California victims of work-related injuries are typically entitled to workers' compensation benefits. The same applies to the surviving family members of employees who suffered fatal on-the-job injuries. However, the state-regulated insurance program typically pays benefits that are limited to medical expenses or end-of-life costs along with a portion of lost wages. Third-party cases could be filed if the injury or death resulted from the negligence of third parties not linked to the same employer. In those circumstances additional financial relief might be obtained through the civil justice system.

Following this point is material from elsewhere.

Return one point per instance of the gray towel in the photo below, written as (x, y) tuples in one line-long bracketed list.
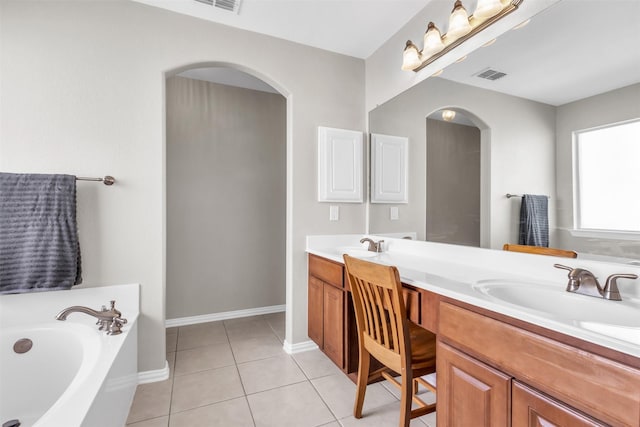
[(39, 248), (534, 221)]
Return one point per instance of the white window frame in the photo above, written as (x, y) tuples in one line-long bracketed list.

Depending on the factors that led to the death of a Southern California employee at the John Wayne Airport, a third-party lawsuit might be viable. A spokesperson for the airport reports that the incident occurred in one of the workshops on a recent Tuesday. It happened while two workers were busy working on a tire on one of the company's jet bridges.
Jet bridges are movable structures used as connections between airline doors and terminals. The two workers were doing maintenance when one of the large tires exploded. The explosion set off a fire alarm, and although rescue crews rushed to the scene, they were too late to save the life of one worker. The other one escaped serious injuries. The California Division of Occupational Safety and Health will investigate the incident to determine the cause of the explosion.
In a case such as this one, the surviving family members of the deceased worker can go ahead and file a workers' compensation claim for survivor's benefits. However, the potential for third-party cases should not be disregarded. An attorney with experience in both workers' compensation and personal injury claims could assess the viability of a civil lawsuit to be filed in addition to the insurance benefits claim. Proof of negligence by the tire manufacturer, the person who fitted the tire, or any other party (other than a co-worker) that worked on it might lead to additional compensation for financial and emotional damages.